Polecamy Recenzje Przed premierą Publicystyka Warto zagrać Artykuły PREMIUM
Hyde Park 29 sierpnia 2001, 17:29

autor: Magini

Gdańskie spotkanie Karczmowe

Zdarzyło się wam, że pisząc na forum zastanawialiście się, jak wyglądają inni forumowicze? Jak rozmawiałoby się z nimi w realnym świecie? Bywalcy wątku „Karczmy Pod Poetyckim Smokiem” dnia pewnego chwycili za telefony i mejle. Umówili się na spotkanie...
Poniższy tekst został nadesłany przez naszego czytelnika i został opublikowany w oryginalnej formie.

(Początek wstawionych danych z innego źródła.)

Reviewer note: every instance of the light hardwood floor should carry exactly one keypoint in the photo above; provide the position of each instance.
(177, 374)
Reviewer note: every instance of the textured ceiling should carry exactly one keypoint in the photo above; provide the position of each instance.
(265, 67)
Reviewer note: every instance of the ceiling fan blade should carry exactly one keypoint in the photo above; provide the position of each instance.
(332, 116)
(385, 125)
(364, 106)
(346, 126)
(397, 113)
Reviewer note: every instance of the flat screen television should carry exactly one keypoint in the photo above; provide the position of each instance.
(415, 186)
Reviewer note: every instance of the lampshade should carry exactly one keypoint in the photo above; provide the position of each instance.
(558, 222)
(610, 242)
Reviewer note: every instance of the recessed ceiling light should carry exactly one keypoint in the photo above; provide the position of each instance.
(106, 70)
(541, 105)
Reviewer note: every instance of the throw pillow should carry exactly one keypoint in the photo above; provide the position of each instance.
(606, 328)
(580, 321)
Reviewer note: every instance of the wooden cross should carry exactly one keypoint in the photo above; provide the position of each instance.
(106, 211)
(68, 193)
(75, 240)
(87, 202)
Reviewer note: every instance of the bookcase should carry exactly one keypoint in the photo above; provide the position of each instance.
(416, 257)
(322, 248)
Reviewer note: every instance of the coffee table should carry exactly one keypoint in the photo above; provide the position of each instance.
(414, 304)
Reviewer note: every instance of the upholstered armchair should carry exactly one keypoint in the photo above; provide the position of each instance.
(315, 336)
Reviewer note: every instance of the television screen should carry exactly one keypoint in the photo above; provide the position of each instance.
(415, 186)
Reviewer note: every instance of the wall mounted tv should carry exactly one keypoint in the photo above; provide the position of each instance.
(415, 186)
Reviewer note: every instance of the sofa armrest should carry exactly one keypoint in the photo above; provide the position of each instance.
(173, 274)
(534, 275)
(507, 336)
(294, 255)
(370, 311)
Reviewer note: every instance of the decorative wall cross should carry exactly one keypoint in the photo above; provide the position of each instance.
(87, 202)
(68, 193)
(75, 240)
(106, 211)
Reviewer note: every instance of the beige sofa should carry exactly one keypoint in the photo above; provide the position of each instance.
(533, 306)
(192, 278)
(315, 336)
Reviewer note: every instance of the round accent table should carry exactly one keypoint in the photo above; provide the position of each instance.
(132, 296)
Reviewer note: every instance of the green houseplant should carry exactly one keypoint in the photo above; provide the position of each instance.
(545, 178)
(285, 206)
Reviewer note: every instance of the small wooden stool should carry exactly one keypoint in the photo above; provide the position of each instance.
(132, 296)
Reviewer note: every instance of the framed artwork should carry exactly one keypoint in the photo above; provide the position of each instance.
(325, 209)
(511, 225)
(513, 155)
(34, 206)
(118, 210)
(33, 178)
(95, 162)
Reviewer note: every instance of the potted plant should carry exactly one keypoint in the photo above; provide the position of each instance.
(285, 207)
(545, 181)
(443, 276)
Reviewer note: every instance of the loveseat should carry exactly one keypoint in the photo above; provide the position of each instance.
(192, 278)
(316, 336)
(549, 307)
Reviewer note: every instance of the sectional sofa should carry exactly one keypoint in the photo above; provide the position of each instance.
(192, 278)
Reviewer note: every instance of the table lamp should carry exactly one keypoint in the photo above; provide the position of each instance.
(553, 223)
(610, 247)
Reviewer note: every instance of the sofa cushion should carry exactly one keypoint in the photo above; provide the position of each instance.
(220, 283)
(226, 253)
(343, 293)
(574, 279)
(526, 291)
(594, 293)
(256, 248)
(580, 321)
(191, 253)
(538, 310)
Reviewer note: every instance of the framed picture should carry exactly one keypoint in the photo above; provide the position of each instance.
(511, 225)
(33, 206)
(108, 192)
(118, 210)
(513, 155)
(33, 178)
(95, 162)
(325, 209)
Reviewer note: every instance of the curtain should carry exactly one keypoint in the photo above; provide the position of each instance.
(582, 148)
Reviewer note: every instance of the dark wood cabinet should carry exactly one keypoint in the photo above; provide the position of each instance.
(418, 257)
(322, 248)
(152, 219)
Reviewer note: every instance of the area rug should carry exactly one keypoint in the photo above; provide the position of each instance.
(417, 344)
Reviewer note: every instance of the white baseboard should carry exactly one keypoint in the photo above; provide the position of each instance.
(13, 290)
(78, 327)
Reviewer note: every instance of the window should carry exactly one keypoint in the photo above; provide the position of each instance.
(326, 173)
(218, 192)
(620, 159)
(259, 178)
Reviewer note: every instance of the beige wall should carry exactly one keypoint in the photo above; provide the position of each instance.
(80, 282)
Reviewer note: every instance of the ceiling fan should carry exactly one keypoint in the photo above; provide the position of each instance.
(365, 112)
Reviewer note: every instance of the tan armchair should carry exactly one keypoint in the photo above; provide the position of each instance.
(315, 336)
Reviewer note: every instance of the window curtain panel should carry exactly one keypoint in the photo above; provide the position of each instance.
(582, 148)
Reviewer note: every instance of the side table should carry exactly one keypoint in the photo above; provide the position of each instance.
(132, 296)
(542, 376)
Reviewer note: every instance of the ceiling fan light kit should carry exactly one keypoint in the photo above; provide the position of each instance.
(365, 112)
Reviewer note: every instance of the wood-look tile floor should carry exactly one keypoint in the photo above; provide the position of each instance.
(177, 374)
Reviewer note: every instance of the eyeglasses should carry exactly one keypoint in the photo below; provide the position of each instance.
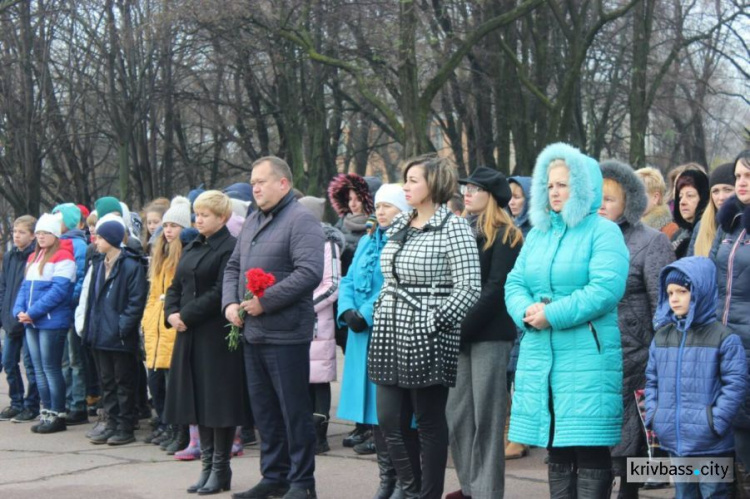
(469, 189)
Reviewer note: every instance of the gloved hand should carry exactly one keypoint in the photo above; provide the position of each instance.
(354, 320)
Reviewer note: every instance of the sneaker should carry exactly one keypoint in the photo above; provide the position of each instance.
(359, 435)
(103, 437)
(25, 416)
(264, 490)
(55, 422)
(9, 413)
(121, 437)
(365, 448)
(299, 493)
(77, 417)
(100, 425)
(42, 421)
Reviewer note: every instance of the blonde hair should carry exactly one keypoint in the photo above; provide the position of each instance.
(48, 254)
(27, 220)
(440, 175)
(491, 220)
(705, 238)
(216, 202)
(164, 256)
(654, 182)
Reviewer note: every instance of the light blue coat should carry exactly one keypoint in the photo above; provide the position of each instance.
(579, 261)
(360, 288)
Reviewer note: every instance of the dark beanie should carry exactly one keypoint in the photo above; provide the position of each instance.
(677, 277)
(722, 174)
(111, 231)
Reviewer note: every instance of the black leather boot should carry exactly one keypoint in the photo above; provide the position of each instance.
(221, 474)
(594, 484)
(207, 458)
(562, 481)
(385, 467)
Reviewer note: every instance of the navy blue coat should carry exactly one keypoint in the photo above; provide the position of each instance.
(14, 268)
(115, 305)
(696, 374)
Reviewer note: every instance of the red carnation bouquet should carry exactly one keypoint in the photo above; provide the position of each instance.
(258, 281)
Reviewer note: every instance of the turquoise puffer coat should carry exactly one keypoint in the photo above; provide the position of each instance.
(579, 262)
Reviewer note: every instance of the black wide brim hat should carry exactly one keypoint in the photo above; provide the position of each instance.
(491, 181)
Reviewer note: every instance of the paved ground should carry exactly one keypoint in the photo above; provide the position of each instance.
(66, 465)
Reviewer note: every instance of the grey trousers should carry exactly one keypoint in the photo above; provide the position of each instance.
(476, 413)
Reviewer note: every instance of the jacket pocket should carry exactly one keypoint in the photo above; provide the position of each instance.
(596, 337)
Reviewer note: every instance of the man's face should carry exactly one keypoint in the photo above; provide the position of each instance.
(268, 189)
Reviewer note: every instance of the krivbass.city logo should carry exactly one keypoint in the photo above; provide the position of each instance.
(680, 469)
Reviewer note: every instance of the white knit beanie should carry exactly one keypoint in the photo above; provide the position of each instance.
(178, 212)
(392, 194)
(49, 223)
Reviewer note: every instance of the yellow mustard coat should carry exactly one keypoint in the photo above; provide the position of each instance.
(158, 339)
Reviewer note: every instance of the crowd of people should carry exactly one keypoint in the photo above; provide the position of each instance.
(583, 310)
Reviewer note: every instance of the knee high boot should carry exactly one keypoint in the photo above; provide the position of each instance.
(594, 484)
(562, 481)
(221, 474)
(386, 470)
(407, 462)
(207, 458)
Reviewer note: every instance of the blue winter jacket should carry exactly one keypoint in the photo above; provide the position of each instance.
(45, 295)
(696, 374)
(577, 262)
(115, 304)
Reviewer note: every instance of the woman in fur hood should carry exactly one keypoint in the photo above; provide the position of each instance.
(624, 202)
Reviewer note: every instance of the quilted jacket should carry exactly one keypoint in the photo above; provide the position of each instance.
(696, 375)
(578, 262)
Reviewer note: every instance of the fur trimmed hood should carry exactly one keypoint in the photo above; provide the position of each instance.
(636, 201)
(731, 211)
(585, 186)
(338, 192)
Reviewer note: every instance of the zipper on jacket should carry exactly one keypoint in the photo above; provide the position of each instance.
(596, 337)
(679, 391)
(730, 271)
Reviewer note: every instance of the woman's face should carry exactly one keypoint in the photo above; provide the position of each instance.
(742, 181)
(613, 204)
(720, 193)
(475, 198)
(207, 222)
(153, 221)
(355, 204)
(385, 213)
(558, 178)
(689, 200)
(171, 231)
(415, 187)
(517, 200)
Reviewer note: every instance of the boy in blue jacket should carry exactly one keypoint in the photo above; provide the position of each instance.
(113, 300)
(696, 374)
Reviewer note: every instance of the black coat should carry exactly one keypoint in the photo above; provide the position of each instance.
(206, 380)
(14, 270)
(488, 320)
(114, 307)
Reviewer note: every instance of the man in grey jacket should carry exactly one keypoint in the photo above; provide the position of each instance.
(283, 238)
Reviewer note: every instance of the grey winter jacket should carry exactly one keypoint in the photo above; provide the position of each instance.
(287, 242)
(731, 254)
(650, 251)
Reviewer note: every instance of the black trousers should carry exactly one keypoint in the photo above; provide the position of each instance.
(396, 407)
(157, 385)
(118, 372)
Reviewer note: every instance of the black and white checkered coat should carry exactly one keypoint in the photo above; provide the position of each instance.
(431, 279)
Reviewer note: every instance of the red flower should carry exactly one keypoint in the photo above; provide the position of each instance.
(258, 281)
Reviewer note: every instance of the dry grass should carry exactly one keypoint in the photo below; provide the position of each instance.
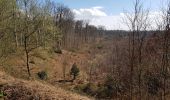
(18, 89)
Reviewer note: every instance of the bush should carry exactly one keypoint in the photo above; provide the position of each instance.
(153, 83)
(89, 89)
(110, 88)
(32, 62)
(74, 71)
(100, 46)
(59, 51)
(42, 75)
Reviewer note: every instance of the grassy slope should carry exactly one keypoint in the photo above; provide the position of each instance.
(18, 89)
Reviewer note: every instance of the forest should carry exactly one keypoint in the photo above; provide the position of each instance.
(47, 54)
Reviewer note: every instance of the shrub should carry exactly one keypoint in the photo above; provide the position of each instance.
(153, 83)
(32, 62)
(89, 89)
(110, 88)
(42, 75)
(100, 46)
(74, 71)
(58, 50)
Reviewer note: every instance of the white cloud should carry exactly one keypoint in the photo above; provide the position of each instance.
(96, 16)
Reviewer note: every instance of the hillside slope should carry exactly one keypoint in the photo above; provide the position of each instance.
(17, 89)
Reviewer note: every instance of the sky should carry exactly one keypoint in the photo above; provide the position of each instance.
(107, 13)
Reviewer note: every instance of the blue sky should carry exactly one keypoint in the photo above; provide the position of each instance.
(105, 10)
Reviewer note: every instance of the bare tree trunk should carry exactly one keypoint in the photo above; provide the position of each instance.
(27, 56)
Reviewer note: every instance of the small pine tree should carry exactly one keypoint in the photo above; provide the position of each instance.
(74, 71)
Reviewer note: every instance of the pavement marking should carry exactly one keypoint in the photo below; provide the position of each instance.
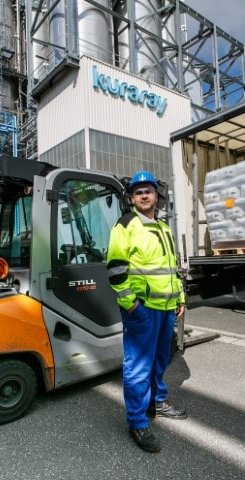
(211, 439)
(234, 341)
(223, 333)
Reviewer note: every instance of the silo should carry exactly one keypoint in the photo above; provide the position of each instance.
(40, 50)
(95, 35)
(148, 50)
(57, 31)
(91, 26)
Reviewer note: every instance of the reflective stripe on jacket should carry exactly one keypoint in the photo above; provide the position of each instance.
(141, 263)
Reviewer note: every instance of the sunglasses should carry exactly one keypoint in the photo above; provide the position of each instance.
(144, 191)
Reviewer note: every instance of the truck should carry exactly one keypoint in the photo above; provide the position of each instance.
(210, 145)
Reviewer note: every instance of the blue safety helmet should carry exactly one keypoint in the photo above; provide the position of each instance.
(142, 177)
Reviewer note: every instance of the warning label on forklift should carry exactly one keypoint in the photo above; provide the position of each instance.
(83, 285)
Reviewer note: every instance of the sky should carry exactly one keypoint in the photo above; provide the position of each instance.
(229, 15)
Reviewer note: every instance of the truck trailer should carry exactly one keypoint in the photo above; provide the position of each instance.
(215, 144)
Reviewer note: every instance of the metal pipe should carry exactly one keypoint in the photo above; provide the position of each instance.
(195, 212)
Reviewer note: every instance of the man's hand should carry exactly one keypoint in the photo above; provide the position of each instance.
(135, 305)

Poranek był straszny. Dla niektórych noc niepostrzeżenie zmieniła się w poranek, inni zauważyli, że jest jasno, bo zrobiło się nadspodziewanie cicho – a to tylko Attyla oddalił się na pociąg, by wrócić na czas i przywitać swe dziecię wracające z wakacji. Jeszcze innych obudziło pukanie do drzwi – to Szaman chciał się podzielić radosną nowiną, że już jest jutro. Tak powoli acz nieuchronnie zbliżała się pora rozstania. Jeszcze tylko ostatnie fotki, żeby było czym przyozdobić puste jak dotąd ściany Karczmy Pod Poetyckim Smokiem w Krainie GO, jedno piwko, drugie piwko, trzecie piwko i nadeszła godzina odjazdu pociągu ostatnich przyjezdnych.... Teraz już nic nie będzie takie, jakie się wydawało być przedtem.....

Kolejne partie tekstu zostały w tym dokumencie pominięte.